FIG. 1 is an illustrative perspective view of a turbofan gas turbine engine showing a seal land surrounding the tip of a fan blade. FIG. 2 is an illustrative perspective view showing a part of the seal land constructed according to the present invention. FIG. 3 is an illustrative perspective view showing a part of the second seal land constructed according to the present invention. FIG. 4 is an illustrative perspective view showing a part of the third seal land constructed according to the present invention. Fifth
The figure is an illustrative diagram showing the positional relationship of the blade tip with respect to the seal land in the installed state. Chapter 5a
The figure is an illustrative diagram showing the positional relationship of the blade tip with respect to the seal land under design operating conditions. FIG. 5b is an illustration showing the positional relationship of the blade tip with respect to the seal land when the fan case or the engine rotor is subjected to uneven loads. FIG. 6 is a graph comparing the relative efficiency and surge margin across fan stages incorporating various shrouds. 10~core section, 12~fan section, 14~fan blade, 16~rotor, 18
~ tip portion, 20 ~ platform, 22 ~ fan case, 24 ~ outer wall, 26 ~ channel, 28 ~ shroud, 30 ~ first inward surface, 32 ~ second inward surface, 34 ~ upstream side end, 36 to downstream end;
38, 40 ~ groove, 50 ~ recess.

Claims (1)

[Claims] 1. A fan case 22 that constitutes a part of the outer wall of a flow path for working medium gas, a shroud 28 provided inside the fan case, and a rotor 16.

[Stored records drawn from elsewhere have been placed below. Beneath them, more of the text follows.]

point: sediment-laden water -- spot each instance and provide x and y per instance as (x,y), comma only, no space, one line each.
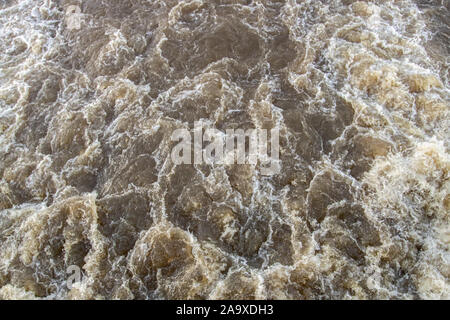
(358,90)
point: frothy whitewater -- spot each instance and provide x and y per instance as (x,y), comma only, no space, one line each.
(359,92)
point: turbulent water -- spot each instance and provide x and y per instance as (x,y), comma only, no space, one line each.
(359,91)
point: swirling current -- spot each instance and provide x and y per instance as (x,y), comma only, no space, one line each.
(359,91)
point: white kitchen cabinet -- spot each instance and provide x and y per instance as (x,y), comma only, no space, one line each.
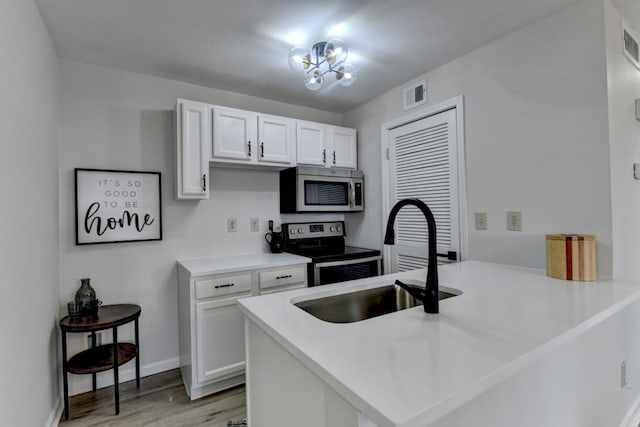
(193,138)
(344,147)
(276,140)
(311,143)
(247,137)
(211,329)
(324,145)
(220,339)
(234,134)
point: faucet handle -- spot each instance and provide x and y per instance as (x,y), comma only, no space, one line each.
(414,291)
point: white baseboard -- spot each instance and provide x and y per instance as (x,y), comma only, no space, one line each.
(632,418)
(82,383)
(55,414)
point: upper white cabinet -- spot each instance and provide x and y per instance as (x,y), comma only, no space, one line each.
(344,147)
(318,144)
(193,138)
(234,134)
(229,136)
(311,140)
(246,137)
(276,140)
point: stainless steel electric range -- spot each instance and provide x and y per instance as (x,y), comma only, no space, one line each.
(332,260)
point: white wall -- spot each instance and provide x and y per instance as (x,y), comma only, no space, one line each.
(536,137)
(624,137)
(28,218)
(113,119)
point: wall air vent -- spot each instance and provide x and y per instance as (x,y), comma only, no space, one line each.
(630,45)
(414,95)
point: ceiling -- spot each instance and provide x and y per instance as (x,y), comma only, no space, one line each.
(242,45)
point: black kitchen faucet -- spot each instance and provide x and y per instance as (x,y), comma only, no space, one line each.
(428,295)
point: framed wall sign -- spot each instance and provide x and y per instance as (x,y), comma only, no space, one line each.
(117,206)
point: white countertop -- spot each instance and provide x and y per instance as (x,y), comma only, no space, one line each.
(410,368)
(232,263)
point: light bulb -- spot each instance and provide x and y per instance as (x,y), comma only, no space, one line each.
(299,59)
(335,51)
(314,81)
(346,75)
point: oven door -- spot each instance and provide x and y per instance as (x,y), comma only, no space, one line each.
(325,273)
(328,194)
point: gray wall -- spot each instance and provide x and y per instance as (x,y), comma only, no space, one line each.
(28,218)
(536,138)
(113,119)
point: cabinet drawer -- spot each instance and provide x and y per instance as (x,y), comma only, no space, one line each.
(282,277)
(221,286)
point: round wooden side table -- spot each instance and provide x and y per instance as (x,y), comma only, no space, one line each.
(101,358)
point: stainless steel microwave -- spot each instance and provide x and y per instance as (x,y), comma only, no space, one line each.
(309,189)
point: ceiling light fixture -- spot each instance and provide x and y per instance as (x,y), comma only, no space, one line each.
(325,57)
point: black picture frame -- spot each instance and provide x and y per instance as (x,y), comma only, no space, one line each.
(117,206)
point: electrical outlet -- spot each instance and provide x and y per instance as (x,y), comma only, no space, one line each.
(481,220)
(514,221)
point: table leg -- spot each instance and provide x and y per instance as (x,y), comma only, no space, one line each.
(64,375)
(93,345)
(116,385)
(137,355)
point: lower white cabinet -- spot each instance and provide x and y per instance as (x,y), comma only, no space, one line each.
(211,330)
(220,339)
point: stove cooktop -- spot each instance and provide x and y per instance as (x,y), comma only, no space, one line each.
(335,254)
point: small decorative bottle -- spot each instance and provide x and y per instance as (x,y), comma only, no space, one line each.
(85,297)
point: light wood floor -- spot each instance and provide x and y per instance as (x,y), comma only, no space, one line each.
(161,401)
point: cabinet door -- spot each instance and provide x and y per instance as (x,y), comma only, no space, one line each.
(220,339)
(344,148)
(275,138)
(310,142)
(234,134)
(193,139)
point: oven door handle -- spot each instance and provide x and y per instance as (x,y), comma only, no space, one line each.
(317,266)
(346,262)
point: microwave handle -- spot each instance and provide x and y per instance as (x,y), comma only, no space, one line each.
(352,195)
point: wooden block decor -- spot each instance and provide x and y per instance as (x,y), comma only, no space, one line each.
(571,257)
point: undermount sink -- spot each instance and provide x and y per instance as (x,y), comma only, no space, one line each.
(368,303)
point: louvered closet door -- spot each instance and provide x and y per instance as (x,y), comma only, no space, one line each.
(423,165)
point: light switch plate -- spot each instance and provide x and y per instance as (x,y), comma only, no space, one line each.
(514,221)
(481,220)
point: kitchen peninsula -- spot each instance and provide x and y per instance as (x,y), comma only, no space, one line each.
(516,348)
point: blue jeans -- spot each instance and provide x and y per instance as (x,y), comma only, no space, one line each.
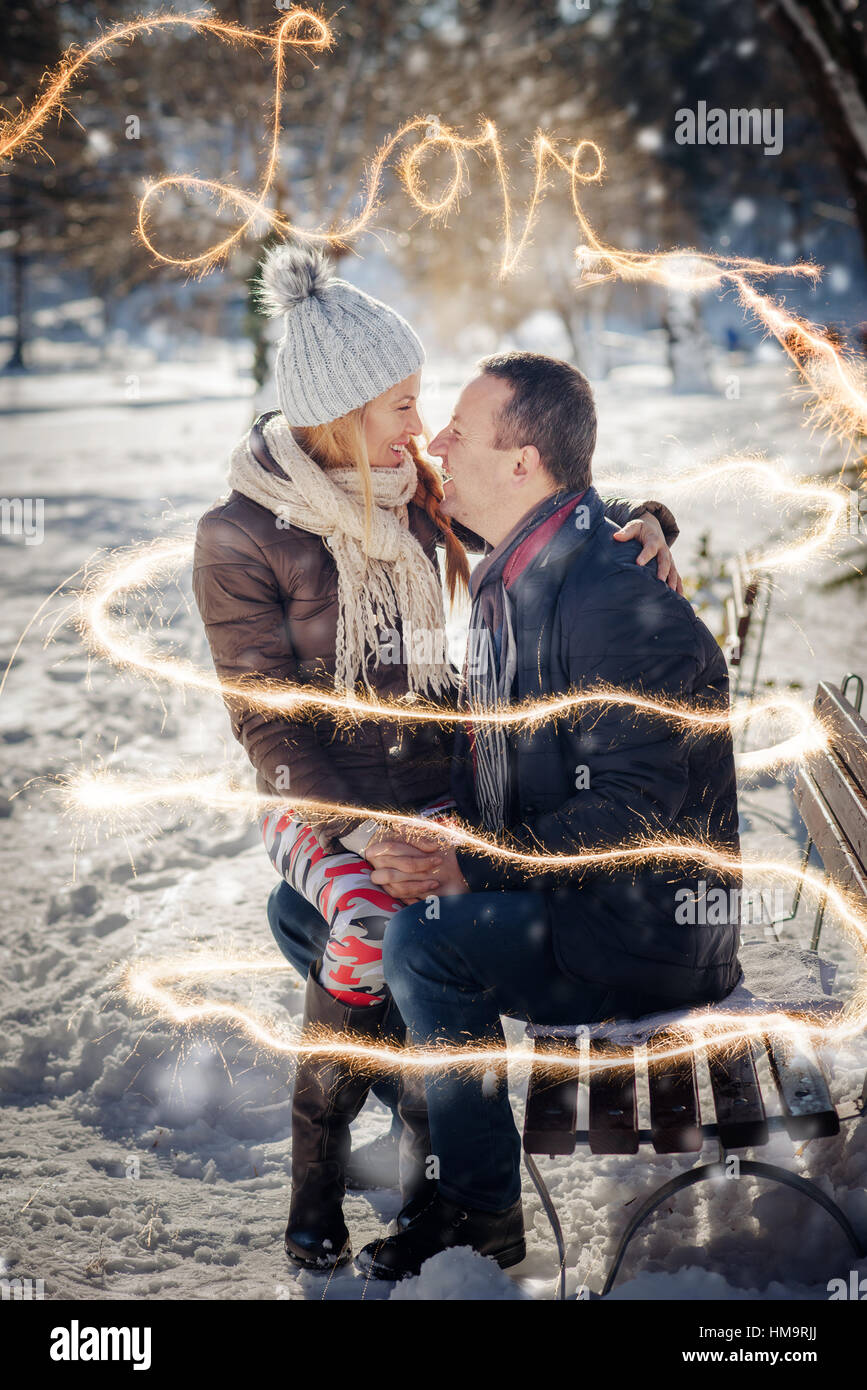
(452,977)
(302,934)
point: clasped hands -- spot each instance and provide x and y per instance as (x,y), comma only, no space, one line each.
(414,870)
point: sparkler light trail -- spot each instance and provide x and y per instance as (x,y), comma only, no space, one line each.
(835,381)
(835,378)
(160,987)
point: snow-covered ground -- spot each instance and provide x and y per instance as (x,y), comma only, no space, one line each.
(143,1162)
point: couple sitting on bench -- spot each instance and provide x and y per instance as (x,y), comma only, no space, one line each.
(417,940)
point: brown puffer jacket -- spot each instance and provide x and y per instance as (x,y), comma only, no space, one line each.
(268,601)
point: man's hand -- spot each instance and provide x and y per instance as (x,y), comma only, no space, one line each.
(414,870)
(648,530)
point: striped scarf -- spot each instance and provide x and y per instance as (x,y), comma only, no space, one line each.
(492,648)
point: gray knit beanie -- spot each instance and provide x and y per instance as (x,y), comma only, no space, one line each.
(341,348)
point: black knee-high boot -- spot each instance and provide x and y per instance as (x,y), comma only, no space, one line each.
(328,1096)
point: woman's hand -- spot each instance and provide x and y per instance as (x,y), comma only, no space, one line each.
(648,530)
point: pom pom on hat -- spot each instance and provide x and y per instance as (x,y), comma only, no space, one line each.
(292,273)
(341,348)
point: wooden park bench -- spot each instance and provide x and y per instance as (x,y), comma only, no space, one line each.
(832,801)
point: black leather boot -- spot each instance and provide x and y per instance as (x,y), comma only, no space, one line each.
(327,1098)
(441,1226)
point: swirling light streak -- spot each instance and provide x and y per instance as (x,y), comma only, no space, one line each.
(147,986)
(835,378)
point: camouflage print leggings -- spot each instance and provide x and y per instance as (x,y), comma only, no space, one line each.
(338,884)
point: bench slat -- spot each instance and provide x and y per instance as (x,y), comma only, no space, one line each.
(613,1126)
(803,1090)
(844,799)
(552,1107)
(846,729)
(737,1097)
(674,1104)
(837,855)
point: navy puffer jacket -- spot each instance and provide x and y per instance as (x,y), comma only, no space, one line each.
(585,615)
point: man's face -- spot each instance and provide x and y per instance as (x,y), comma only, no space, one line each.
(477,474)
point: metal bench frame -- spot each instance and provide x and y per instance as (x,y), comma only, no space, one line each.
(748,602)
(741,1119)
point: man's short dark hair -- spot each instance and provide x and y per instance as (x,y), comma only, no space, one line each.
(552,407)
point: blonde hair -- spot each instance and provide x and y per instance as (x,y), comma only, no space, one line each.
(342,441)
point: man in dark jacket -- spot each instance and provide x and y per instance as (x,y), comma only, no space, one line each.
(557,608)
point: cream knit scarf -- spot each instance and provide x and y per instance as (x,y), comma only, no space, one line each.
(392,580)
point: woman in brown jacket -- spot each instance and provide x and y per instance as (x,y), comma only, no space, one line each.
(320,569)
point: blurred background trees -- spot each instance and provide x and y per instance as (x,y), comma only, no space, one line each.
(616,72)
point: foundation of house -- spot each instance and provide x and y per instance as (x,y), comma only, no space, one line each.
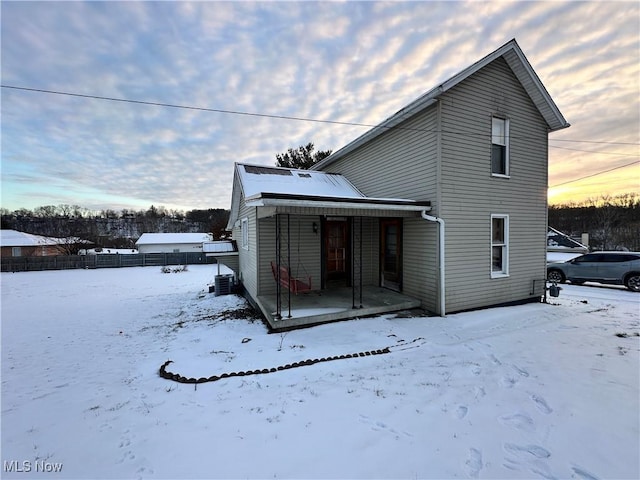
(329,305)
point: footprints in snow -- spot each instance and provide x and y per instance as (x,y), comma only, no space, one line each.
(541,404)
(474,462)
(378,426)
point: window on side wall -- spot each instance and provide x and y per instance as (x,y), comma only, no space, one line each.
(499,147)
(244,227)
(499,246)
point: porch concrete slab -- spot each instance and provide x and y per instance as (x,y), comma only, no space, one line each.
(322,306)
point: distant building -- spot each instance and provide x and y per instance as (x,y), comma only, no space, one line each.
(172,242)
(20,244)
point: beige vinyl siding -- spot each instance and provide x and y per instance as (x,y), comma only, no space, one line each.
(470,194)
(420,257)
(400,163)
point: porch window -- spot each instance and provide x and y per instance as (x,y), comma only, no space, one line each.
(499,246)
(244,227)
(499,147)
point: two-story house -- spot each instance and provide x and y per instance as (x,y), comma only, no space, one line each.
(442,206)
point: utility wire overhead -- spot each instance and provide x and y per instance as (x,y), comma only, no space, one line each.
(595,174)
(279,117)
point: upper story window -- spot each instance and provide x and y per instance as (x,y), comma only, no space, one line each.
(244,227)
(500,146)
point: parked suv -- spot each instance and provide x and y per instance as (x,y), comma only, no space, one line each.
(616,268)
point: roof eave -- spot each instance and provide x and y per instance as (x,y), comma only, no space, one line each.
(271,200)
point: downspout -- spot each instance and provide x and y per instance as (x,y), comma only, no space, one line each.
(440,221)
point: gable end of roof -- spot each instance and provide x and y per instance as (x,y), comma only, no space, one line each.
(518,63)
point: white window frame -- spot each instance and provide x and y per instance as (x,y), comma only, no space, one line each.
(244,230)
(503,244)
(502,139)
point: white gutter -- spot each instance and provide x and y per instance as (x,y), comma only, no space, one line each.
(431,218)
(280,202)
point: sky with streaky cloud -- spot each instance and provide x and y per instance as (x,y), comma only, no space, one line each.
(347,61)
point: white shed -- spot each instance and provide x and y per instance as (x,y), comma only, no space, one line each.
(172,242)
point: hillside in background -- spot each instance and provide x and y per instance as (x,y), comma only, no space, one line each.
(109,228)
(613,223)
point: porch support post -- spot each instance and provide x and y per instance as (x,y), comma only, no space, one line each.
(278,315)
(356,264)
(289,260)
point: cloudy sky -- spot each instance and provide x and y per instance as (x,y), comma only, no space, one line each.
(332,61)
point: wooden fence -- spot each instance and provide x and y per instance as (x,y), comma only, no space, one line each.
(65,262)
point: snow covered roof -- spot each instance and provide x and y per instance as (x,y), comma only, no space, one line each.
(221,246)
(265,186)
(258,179)
(13,238)
(168,238)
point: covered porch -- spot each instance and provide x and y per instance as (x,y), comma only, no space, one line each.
(322,263)
(332,304)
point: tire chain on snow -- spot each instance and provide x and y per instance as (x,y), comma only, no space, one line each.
(176,377)
(181,379)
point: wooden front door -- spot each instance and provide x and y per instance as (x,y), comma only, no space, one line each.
(336,247)
(391,253)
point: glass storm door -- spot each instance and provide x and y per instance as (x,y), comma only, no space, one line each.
(336,243)
(391,253)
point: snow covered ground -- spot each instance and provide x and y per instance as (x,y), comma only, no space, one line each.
(533,391)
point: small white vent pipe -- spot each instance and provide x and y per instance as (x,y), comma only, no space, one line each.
(431,218)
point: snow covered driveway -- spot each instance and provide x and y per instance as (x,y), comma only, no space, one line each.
(534,391)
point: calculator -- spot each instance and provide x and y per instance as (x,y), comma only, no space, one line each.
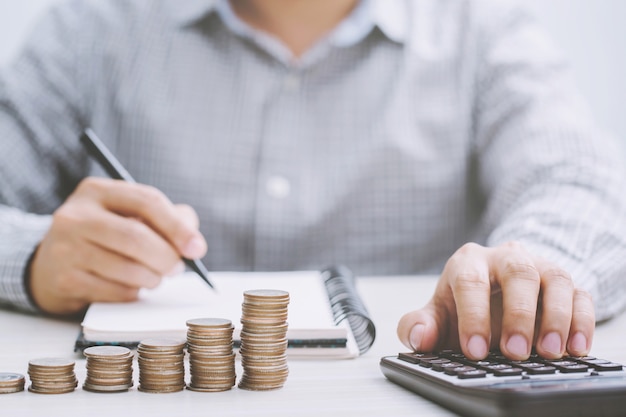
(499,387)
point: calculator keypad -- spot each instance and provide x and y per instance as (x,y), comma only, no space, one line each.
(497,365)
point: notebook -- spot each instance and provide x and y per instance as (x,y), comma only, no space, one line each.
(326,314)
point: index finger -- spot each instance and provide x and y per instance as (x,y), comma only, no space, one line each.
(152,207)
(515,272)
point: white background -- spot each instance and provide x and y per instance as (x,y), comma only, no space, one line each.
(592,33)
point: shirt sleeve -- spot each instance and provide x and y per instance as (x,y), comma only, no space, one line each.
(40,157)
(553,180)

a fan blade 14 rotating about the rotational axis of the rotor within the shroud supported by the rotor;
In the compression stage structure of an axial flow compressor, the shroud has a width that allows the tip of the fan blade to be received at a position opposite to the tip of the fan blade, and a plurality of blades are provided at a bottom portion thereof opposite to the tip of the fan blade. A compression stage structure characterized in that a recess 50 is provided in which mutually discontinuous grooves 38 and 40 are formed.